# taz.de -- Abschiebung: "Es fehlte am guten Willen"
       
       > Die Dokumentation "Wadim" porträtiert einen jungen Mann, der in Hamburg
       > aufwuchs, abgeschoben wurde - und sich vor den Zug warf. Ein Gespräch mit
       > Wadims Betreuer anlässlich der Premiere.
       
 (IMG) Bild: Nach seiner Abschiebung nach Riga irrte er durch Europa: Wadim vor dem Louvre in Paris.
       
       taz: Herr Mazurkiewicz, in dem Dokumentarfilm "Wadim" über den Tod eines
       jungen Mannes, der in Deutschland aufwuchs, aber nach Lettland abgeschoben
       wurde, sind auch Sie zu sehen. Warum? 
       
       Mieczyslaw Mazurkiewicz: Ich kann den Tod von Wadim K. nicht akzeptieren.
       Der Mensch ist das Wertvollste, was wir haben, in Deutschland, in Lettland,
       überall. Das Beispiel von Wadim K. zeigt, wie man damit nicht umgeht, und
       deshalb habe ich dem Interview zugestimmt.
       
       Besonders auffällig in dem Film ist, dass sich die Sozialarbeiter, Lehrer,
       Arbeitgeber alle an Wadim erinnern. 
       
       Wadim hatte eine sehr positive Ausstrahlung. Er hatte Lebenskraft, strotzte
       vor Energie, war jung und probierte sich aus. Er befand sich in diesem
       Zeitraum, den man nie vergisst und er erinnerte mich an meine eigenen
       Kinder. Nur hat man ihm diese schönsten Jahre, diese Jahre der
       Unbekümmertheit einfach weggenommen. Man hat sie ihm geklaut. Wenn ich das
       Schicksal von Wadim mit dem meiner Kinder vergleiche, dann sehe ich eine
       gewaltige Diskrepanz. Wadim hatte aufgrund seines Aufenthaltsstatus nicht
       die gleiche Chance, man hat ihn zu einem Menschen zweiter Klasse gemacht.
       
       2005 hat die Hamburger Ausländerbehörde Wadim als einzigen seiner Familie
       nach Lettland abgeschoben - seine kranken Eltern und sein minderjähriger
       Bruder blieben. Ist das der Grund, dass er sich fünf Jahre später in
       Hamburg vor die S-Bahn geworfen hat? 
       
       Man kann sehr leicht menschliches Leben vernichten.

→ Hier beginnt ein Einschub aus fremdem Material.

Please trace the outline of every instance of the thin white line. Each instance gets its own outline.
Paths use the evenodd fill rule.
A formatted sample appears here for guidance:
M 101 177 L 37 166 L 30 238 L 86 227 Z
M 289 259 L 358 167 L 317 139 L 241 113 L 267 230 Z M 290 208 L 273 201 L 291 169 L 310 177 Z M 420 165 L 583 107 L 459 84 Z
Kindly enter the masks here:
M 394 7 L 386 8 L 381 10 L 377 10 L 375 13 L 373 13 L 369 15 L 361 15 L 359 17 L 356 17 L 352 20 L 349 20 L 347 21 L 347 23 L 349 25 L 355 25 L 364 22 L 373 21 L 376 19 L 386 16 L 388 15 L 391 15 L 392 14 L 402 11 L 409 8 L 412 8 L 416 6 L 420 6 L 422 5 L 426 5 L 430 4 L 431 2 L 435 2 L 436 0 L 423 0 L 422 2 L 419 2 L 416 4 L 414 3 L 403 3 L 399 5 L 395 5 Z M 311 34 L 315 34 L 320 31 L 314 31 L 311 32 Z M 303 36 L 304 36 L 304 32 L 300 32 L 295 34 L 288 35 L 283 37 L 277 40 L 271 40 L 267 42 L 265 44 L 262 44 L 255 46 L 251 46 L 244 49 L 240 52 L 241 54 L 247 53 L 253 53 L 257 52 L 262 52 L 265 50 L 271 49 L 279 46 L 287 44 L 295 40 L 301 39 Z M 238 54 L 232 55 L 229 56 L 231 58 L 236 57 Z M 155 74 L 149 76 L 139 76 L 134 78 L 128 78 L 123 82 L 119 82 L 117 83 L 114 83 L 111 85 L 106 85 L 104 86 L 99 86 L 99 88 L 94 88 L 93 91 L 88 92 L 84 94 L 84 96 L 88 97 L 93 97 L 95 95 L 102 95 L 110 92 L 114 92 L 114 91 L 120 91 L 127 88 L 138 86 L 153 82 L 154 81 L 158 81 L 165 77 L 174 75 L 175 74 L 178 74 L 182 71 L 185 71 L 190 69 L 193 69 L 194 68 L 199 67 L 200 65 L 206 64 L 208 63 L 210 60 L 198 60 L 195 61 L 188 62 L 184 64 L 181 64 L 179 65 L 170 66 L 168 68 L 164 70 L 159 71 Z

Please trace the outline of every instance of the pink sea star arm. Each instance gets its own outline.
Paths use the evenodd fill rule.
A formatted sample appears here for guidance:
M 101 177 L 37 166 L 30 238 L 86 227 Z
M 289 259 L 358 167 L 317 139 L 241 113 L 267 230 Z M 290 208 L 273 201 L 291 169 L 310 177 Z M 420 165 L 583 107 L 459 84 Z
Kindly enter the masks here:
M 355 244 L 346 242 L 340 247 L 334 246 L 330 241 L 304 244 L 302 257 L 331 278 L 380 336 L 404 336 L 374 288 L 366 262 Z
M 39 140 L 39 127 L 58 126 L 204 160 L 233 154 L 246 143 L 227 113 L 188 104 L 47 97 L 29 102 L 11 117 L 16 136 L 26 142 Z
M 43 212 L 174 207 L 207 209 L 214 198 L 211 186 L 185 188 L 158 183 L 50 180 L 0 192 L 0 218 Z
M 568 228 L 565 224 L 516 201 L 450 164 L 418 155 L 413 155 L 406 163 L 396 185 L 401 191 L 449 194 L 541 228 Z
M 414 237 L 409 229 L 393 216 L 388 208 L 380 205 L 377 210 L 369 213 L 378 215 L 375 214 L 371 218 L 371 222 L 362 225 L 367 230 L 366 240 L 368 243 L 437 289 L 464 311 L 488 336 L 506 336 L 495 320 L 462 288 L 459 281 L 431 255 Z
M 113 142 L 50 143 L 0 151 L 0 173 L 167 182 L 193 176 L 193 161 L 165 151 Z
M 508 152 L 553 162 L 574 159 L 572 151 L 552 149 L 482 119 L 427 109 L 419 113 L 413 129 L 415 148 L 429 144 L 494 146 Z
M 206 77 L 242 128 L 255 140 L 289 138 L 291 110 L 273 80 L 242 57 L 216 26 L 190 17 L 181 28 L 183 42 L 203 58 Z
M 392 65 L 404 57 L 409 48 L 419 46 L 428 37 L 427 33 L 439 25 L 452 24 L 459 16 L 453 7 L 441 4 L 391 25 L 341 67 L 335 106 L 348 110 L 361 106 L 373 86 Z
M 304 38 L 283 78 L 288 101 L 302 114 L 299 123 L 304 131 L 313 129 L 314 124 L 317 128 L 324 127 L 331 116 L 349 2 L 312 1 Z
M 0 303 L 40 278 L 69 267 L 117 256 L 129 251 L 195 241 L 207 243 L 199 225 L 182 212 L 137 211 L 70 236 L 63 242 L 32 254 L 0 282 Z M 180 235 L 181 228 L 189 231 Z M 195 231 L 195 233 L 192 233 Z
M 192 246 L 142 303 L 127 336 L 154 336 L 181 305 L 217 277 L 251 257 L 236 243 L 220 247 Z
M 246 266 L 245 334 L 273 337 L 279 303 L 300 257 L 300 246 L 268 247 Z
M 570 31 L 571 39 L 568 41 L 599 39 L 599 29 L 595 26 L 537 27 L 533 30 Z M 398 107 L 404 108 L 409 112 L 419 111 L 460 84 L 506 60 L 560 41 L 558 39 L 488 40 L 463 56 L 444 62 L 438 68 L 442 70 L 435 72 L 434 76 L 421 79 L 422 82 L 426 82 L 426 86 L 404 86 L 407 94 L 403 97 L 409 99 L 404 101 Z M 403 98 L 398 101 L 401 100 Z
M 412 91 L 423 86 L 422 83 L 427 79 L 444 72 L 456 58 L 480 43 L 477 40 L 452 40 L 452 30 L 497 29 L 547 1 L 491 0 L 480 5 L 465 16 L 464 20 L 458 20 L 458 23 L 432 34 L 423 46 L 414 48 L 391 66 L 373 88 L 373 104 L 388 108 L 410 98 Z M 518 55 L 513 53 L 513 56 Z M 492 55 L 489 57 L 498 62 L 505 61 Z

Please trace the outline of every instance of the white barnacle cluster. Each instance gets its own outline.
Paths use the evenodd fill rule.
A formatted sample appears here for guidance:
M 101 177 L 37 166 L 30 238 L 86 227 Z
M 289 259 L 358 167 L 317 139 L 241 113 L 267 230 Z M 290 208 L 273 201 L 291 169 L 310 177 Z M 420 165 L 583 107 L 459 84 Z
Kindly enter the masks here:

Wadim war ein
       wertvoller Mensch, der leben, der arbeiten und seine kranken Eltern
       unterstützen wollte. Das hat man ihm verweigert. Wann immer er illegal in
       Hamburg war, hat er gesehen, was seine Eltern haben, was sein Bruder hat
       und was er hatte - nicht mehr als einen kleinen Rucksack. Sein Bruder
       durfte letztlich studieren, während er ohne Perspektive als Hilfsarbeiter
       in Riga arbeiten musste.
       
       Warum wurde Wadim überhaupt abgeschoben? Der Bescheid war zehn Jahre alt! 
       
       Es fehlte am guten Willen. Die Hamburger Behörden waren nicht verpflichtet,
       den Bescheid des Bundesamtes von 1995 auszuführen. Sie haben es aber getan,
       obwohl die Familie sich da längst eingelebt und eine neue Heimat gefunden
       hatte. Es ist doch bezeichnend, dass die Eltern 2007 letztlich eine
       Aufenthaltserlaubnis aus humanitären Gründen erhalten haben.
       
       Warum nicht früher? 
       
       Diese Frage können nur die zuständigen Behörden beantworten.
       
       Sie haben die Familie im Film als eine Familie von Opfern bezeichnet. Opfer
       von wem? 
       
       Von inhumanen Entscheidungsträgern. Die haben, obwohl es juristische
       Anträge gab, den Fall neu zu prüfen, entschieden, die Abschiebung zu
       vollstrecken. Zu einem Zeitpunkt, als Wadim noch vier Monate zur Beendigung
       seiner Lehre fehlten.
       
       Wadim war sechs Jahre alt, als die Familie nach Hamburg kam. Warum hat man
       einem 18-jährigen nicht wenigstens die Chance gegeben, die Lehre zu
       beenden? 
       
       Das war eine dumme, unmenschliche Entscheidung, die zur Folge hatte, dass
       er beruflich in Lettland keine Chance hatte. Mit einer abgeschlossenen
       Lehre wäre das eventuell anders gewesen. Der Abschluss hätte vielleicht
       anerkannt werden können. Theoretisch gab es aber auch eine zweite Option -
       die der Rückkehr nach Hamburg. Wadim hätte hier seine Ausbildung beenden
       können, denn die Schule hätte ihn erneut aufgenommen. Doch die
       Verantwortlichen in der Behörde waren nicht bereit, die
       Abschiebeentscheidung rückgängig zu machen und das Einreiseverbot
       aufzuheben. Das wäre durchaus möglich gewesen.
       
       Wadim hatte also weder hier noch in Lettland eine Chance - dank der
       Hamburger Behörden? 
       
       Hier sollte er obendrein noch die Abschiebekosten von 4.200 Euro
       zurückerstatten. In Lettland hatte er als Mensch mit russischen Wurzeln,
       aber ohne irgendwelche Papiere, keine Chance auf dem Arbeitsmarkt. Man darf
       Russen einfach nicht zu Letten schicken, denn dort gelten sie aufgrund der
       Geschichte als Besatzer. Wadim landete zwischen allen Stühlen. Er war de
       facto staatenlos, de jure hat man ihm und seiner Familie allerdings diesen
       Status nicht zugebilligt.
       
       Dank dem Abkommen vom 1998. 
       
       Ja, in diesem unmoralischen Abkommen steckt das ganze Übel. Warum hat sich
       ein kleines Land wie Lettland 1998 bereit erklärt, alle ehemaligen Bürger
       der Sowjetunion aus Deutschland aufzunehmen? Aus Liebe zu diesen Menschen?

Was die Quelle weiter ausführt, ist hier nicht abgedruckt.